What is security update KB4535680 for?
I had mentioned security update KB4535680 (Security update for Secure Boot DBX: January 12, 2021) in the blog post Windows Security Update KB4535680 for Secure Boot (DBX). It is a security update for Secure Boot (DBX), which can be used by Windows on UEFI machines. Security update KB4535680 is available for the following Windows versions when installed on UEFI hardware.
- Windows Server 2012 x64-bit
- Windows Server 2012 R2 x64-bit
- Windows 8.1 x64-bit
- Windows Server 2016 x64-bit
- Windows Server 2019 x64-bit
- Windows 10, version 1607 x64-bit
- Windows 10, version 1803 x64-bit
- Windows 10, version 1809 x64-bit
- Windows 10, version 1909 x64-bit
Windows 7 or 32-bit Windows versions are not supported. The background to update KB4535680: Windows devices with UEFI (Unified Extensible Firmware Interface)-based firmware can operate with Secure Boot enabled. The Secure Boot Forbidden Signature Database (DBX) prevents the loading of UEFI modules.
The reason for this update: A vulnerability has been found that allows security features in Secure Boot to be bypassed. An attacker who successfully exploited this vulnerability could bypass Secure Boot and load untrusted software. Details about this vulnerability can be found in CVE-2020-0689 | Microsoft Secure Boot Security Feature Bypass Vulnerability.
Within the blog post Windows Secure Boot (DBX) Update KB4535680 offered on BIOS Systems I had addressed the question why this update is also offered on BIOS systems, but was satisfied with the explanation that the update is installed there, but not loaded.
Update KB4535680 may trigger a Bitlocker Recovery
Dieter Haimann raises the question on Twitter whether other users also increasingly notice a Bitlocker recovery after installing the update KB4535680? He has run into the issues with various machines and asks for viable solutions if thousands of devices are affected.

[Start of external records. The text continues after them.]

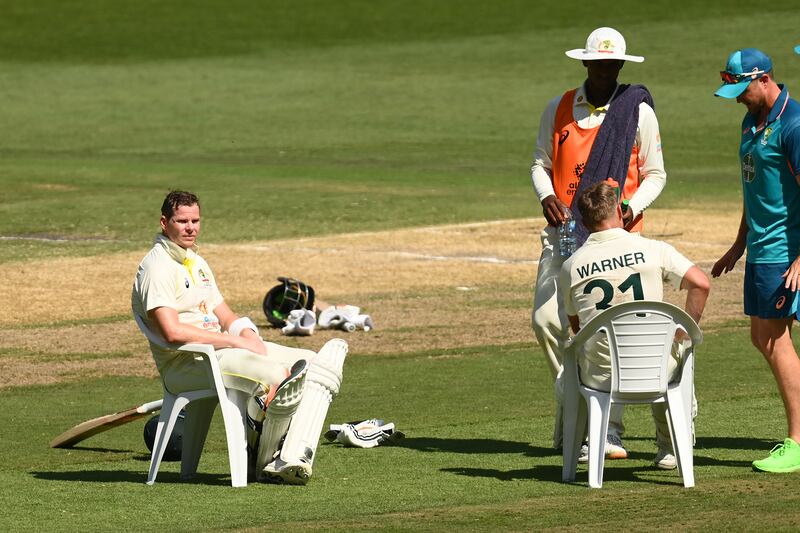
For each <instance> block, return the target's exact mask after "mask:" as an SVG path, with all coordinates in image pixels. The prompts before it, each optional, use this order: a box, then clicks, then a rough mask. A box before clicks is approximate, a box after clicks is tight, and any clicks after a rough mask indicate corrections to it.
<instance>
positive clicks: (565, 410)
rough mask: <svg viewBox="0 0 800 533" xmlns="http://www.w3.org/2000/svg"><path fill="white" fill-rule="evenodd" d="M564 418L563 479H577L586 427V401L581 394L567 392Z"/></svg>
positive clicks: (577, 392) (563, 430)
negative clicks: (568, 393)
mask: <svg viewBox="0 0 800 533" xmlns="http://www.w3.org/2000/svg"><path fill="white" fill-rule="evenodd" d="M562 419H563V438H562V440H561V446H562V461H563V463H562V464H563V467H562V470H561V481H565V482H569V481H575V474H576V472H577V469H578V455H579V453H580V448H581V441H582V440H583V433H584V430H585V428H586V403H585V402H584V401H583V398H581V397H580V394H579V393H578V392H577V391H575V393H574V394H567V393H566V392H565V396H564V403H563V407H562Z"/></svg>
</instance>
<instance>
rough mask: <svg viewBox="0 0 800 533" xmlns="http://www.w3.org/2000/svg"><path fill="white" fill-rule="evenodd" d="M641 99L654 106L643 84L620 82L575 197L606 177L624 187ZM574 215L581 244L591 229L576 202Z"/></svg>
mask: <svg viewBox="0 0 800 533" xmlns="http://www.w3.org/2000/svg"><path fill="white" fill-rule="evenodd" d="M642 102H645V103H646V104H647V105H649V106H650V107H652V108H653V109H655V104H653V97H652V96H651V95H650V91H648V90H647V88H646V87H645V86H644V85H623V86H620V88H619V91H617V95H616V96H615V97H614V100H612V104H613V105H611V107H609V108H608V112H607V113H606V116H605V118H604V119H603V123H602V124H601V125H600V131H598V132H597V137H596V138H595V140H594V144H592V150H591V152H589V160H588V161H586V167H585V168H584V169H583V174H582V175H581V181H580V183H578V190H577V191H576V192H575V198H578V197H580V195H581V194H583V191H585V190H586V189H588V188H589V187H590V186H592V185H594V184H595V183H598V182H601V181H605V180H606V179H607V178H613V179H614V180H616V181H617V183H619V187H620V189H622V188H624V187H625V178H626V177H627V175H628V163H629V161H630V158H631V151H633V143H634V142H636V128H637V126H638V125H639V104H641V103H642ZM572 216H573V217H574V218H575V220H576V221H577V224H576V225H575V234H576V237H577V241H578V242H577V244H578V246H581V245H582V244H583V243H584V242H585V241H586V238H587V237H588V236H589V230H587V229H586V226H584V225H583V221H582V220H581V214H580V212H579V211H578V206H577V204H574V205H573V209H572Z"/></svg>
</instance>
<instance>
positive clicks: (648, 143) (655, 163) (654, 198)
mask: <svg viewBox="0 0 800 533" xmlns="http://www.w3.org/2000/svg"><path fill="white" fill-rule="evenodd" d="M617 89H619V85H617ZM615 94H616V89H615ZM562 97H563V95H559V96H557V97H555V98H553V99H552V100H551V101H550V102H548V104H547V107H546V108H545V110H544V111H543V112H542V116H541V119H540V121H539V136H538V137H537V140H536V150H535V151H534V154H533V164H532V165H531V180H532V181H533V188H534V190H535V191H536V196H537V197H538V198H539V201H540V202H541V201H542V200H544V199H545V198H547V197H548V196H550V195H553V194H555V190H554V189H553V178H552V168H553V130H554V128H555V126H554V124H555V120H556V110H557V109H558V104H559V103H560V102H561V98H562ZM613 103H614V102H613V96H612V101H611V103H609V104H606V105H604V106H603V107H594V106H593V105H591V104H590V103H589V100H588V99H587V98H586V88H585V87H584V86H583V85H581V86H580V87H579V88H578V90H577V91H575V97H574V99H573V103H572V116H573V117H574V118H575V121H576V122H577V123H578V126H579V127H581V128H583V129H593V128H597V127H599V126H600V125H601V124H602V123H603V119H604V118H605V116H606V113H607V112H608V110H609V108H610V107H611V106H612V105H613ZM634 143H635V146H637V147H638V149H639V156H638V158H639V161H638V165H639V176H640V179H641V180H642V182H641V185H640V186H639V189H638V190H637V191H636V194H634V195H633V198H631V201H630V204H629V206H630V208H631V209H632V210H633V215H634V217H636V216H637V215H638V214H639V213H641V212H642V211H644V210H645V209H646V208H647V207H648V206H649V205H650V204H652V203H653V202H654V201H655V199H656V198H657V197H658V195H659V194H660V193H661V190H662V189H663V188H664V185H666V183H667V172H666V170H664V155H663V153H662V152H661V135H660V134H659V129H658V119H657V118H656V113H655V111H654V110H653V108H652V107H650V106H649V105H647V104H646V103H644V102H642V103H640V104H639V122H638V124H637V128H636V139H635V141H634Z"/></svg>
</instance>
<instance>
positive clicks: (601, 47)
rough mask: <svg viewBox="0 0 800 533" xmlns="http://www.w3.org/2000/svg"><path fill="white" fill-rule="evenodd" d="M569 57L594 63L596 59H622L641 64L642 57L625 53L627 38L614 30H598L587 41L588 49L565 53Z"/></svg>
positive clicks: (568, 50) (589, 35) (609, 29)
mask: <svg viewBox="0 0 800 533" xmlns="http://www.w3.org/2000/svg"><path fill="white" fill-rule="evenodd" d="M565 53H566V54H567V57H571V58H572V59H580V60H583V61H592V60H596V59H621V60H622V61H633V62H634V63H641V62H642V61H644V58H643V57H642V56H629V55H627V54H626V53H625V37H623V36H622V34H621V33H620V32H618V31H617V30H615V29H614V28H605V27H603V28H597V29H596V30H594V31H593V32H592V33H590V34H589V37H588V38H587V39H586V48H576V49H574V50H567V52H565Z"/></svg>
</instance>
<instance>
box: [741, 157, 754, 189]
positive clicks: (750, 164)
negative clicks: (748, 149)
mask: <svg viewBox="0 0 800 533" xmlns="http://www.w3.org/2000/svg"><path fill="white" fill-rule="evenodd" d="M755 177H756V161H755V159H753V154H751V153H747V154H745V156H744V157H743V158H742V179H744V181H746V182H747V183H750V182H751V181H753V180H754V179H755Z"/></svg>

Other users respond to this question in a tweet. What about you guys, are there any issues detected? Thanks to Karl for the tip.
HP devices affected
Microsoft has listed a specific scenario in the “Known issues” where this recovery key request occurs at boot. There they wrote:
If BitLocker Group Policy Configure TPM platform validation profile for native UEFI firmware configurations is enabled and PCR7 is selected by policy, it may result in the BitLocker recovery key being required on some devices where PCR7 binding is not possible.

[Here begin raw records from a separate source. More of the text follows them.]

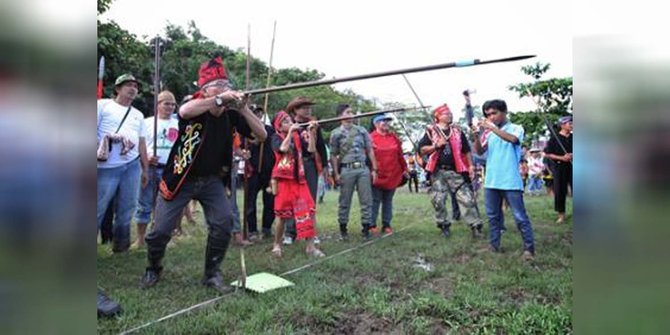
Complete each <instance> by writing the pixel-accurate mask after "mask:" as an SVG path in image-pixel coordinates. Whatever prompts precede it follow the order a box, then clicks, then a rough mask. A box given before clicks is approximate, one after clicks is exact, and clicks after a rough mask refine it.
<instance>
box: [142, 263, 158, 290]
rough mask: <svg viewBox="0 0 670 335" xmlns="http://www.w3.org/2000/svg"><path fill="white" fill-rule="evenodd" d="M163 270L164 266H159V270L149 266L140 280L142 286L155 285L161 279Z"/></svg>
mask: <svg viewBox="0 0 670 335" xmlns="http://www.w3.org/2000/svg"><path fill="white" fill-rule="evenodd" d="M162 270H163V268H162V267H160V268H158V269H157V270H156V269H153V268H147V270H146V271H145V272H144V276H143V277H142V280H141V281H140V286H141V287H142V288H144V289H146V288H150V287H154V286H155V285H156V283H158V280H159V279H160V273H161V271H162Z"/></svg>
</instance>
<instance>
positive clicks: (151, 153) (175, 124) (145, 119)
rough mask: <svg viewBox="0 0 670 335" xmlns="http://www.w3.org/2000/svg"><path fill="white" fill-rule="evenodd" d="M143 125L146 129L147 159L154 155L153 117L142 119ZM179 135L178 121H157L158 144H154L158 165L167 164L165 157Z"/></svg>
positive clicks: (166, 120) (149, 117)
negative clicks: (146, 136)
mask: <svg viewBox="0 0 670 335" xmlns="http://www.w3.org/2000/svg"><path fill="white" fill-rule="evenodd" d="M144 125H145V127H146V129H147V152H148V153H149V157H151V156H153V154H154V117H153V116H150V117H148V118H146V119H144ZM177 135H179V120H177V119H175V118H172V117H171V118H170V119H168V120H163V119H160V118H159V119H158V131H157V132H156V136H158V142H156V156H158V163H160V164H165V163H167V157H168V156H169V155H170V150H171V149H172V146H173V145H174V143H175V142H176V141H177Z"/></svg>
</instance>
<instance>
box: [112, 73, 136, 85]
mask: <svg viewBox="0 0 670 335" xmlns="http://www.w3.org/2000/svg"><path fill="white" fill-rule="evenodd" d="M127 81H134V82H135V83H136V84H137V86H139V85H140V82H139V81H137V79H135V77H133V75H132V74H129V73H126V74H122V75H120V76H119V77H118V78H116V80H115V81H114V86H121V85H123V83H125V82H127Z"/></svg>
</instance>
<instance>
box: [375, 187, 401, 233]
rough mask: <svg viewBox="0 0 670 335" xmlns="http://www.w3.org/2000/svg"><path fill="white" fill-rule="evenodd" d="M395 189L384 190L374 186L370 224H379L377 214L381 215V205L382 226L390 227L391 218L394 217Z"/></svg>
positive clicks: (389, 227)
mask: <svg viewBox="0 0 670 335" xmlns="http://www.w3.org/2000/svg"><path fill="white" fill-rule="evenodd" d="M394 194H395V189H392V190H383V189H381V188H376V187H374V186H373V187H372V224H371V225H370V226H372V227H376V226H377V216H378V215H379V207H380V206H381V208H382V227H383V228H387V227H388V228H390V227H391V220H392V219H393V195H394Z"/></svg>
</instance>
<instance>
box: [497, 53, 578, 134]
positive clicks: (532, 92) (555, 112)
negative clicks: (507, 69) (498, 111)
mask: <svg viewBox="0 0 670 335" xmlns="http://www.w3.org/2000/svg"><path fill="white" fill-rule="evenodd" d="M550 67H551V65H550V64H542V63H539V62H538V63H535V64H534V65H527V66H523V67H522V68H521V71H522V72H523V73H525V74H527V75H529V76H531V77H532V78H533V79H534V80H535V81H533V82H529V83H520V84H516V85H512V86H510V87H509V89H510V90H511V91H514V92H517V93H518V94H519V98H523V97H530V98H532V99H535V100H536V101H538V102H539V103H540V105H541V106H542V109H541V110H539V111H538V110H533V111H526V112H513V113H510V120H511V121H512V122H514V123H517V124H520V125H522V126H523V127H524V129H525V130H526V139H525V141H524V144H526V145H528V146H531V145H532V144H533V142H534V141H536V140H538V139H539V138H540V137H548V136H550V134H549V130H548V129H547V125H546V123H545V121H544V119H543V118H542V117H541V115H540V113H542V116H544V117H545V118H546V119H547V120H548V121H549V122H550V124H551V125H552V126H555V124H556V122H557V120H558V118H560V117H561V116H565V115H570V114H572V77H566V78H552V79H548V80H541V79H542V77H543V76H544V75H545V74H546V72H547V71H548V70H549V69H550ZM529 92H530V95H532V96H529Z"/></svg>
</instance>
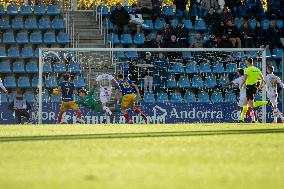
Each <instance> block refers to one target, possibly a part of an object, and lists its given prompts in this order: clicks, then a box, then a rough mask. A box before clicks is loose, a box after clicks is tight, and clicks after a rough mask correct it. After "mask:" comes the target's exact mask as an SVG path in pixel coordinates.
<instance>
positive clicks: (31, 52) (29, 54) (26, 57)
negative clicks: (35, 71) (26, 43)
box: [22, 47, 34, 58]
mask: <svg viewBox="0 0 284 189" xmlns="http://www.w3.org/2000/svg"><path fill="white" fill-rule="evenodd" d="M33 57H34V52H33V48H32V47H24V48H22V58H33Z"/></svg>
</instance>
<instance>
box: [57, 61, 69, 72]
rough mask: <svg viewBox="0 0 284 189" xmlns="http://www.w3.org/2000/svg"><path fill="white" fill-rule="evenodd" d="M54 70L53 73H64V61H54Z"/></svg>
mask: <svg viewBox="0 0 284 189" xmlns="http://www.w3.org/2000/svg"><path fill="white" fill-rule="evenodd" d="M54 72H55V73H65V72H66V65H65V62H56V63H55V64H54Z"/></svg>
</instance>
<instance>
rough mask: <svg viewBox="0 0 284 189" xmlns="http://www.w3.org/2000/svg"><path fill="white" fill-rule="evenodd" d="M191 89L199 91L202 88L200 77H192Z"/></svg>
mask: <svg viewBox="0 0 284 189" xmlns="http://www.w3.org/2000/svg"><path fill="white" fill-rule="evenodd" d="M191 87H192V88H196V89H201V88H203V81H202V79H201V78H200V77H198V76H194V77H193V79H192V85H191Z"/></svg>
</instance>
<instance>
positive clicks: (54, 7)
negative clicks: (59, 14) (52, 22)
mask: <svg viewBox="0 0 284 189" xmlns="http://www.w3.org/2000/svg"><path fill="white" fill-rule="evenodd" d="M46 14H47V15H49V16H57V15H59V14H60V10H59V8H58V7H57V6H56V5H48V7H47V10H46Z"/></svg>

To view the PCR7 binding status, run the Microsoft System Information (Msinfo32.exe) tool with administrative permissions. Microsoft describes a workaround (suspend BitLocker für 1 reboot cycle using the administrators console on affected systems. But in the thread with the above tweet is the note that someone is facing the issue on 400 older devices with HP BIOS/UEFI chips. Further feedback paints the picture that the problem is more prevalent on older HP devices. Currently, Microsoft’s recommendation (so I gather from the tweets) is to block the update to SCCM etc. for distribution until a solution is found.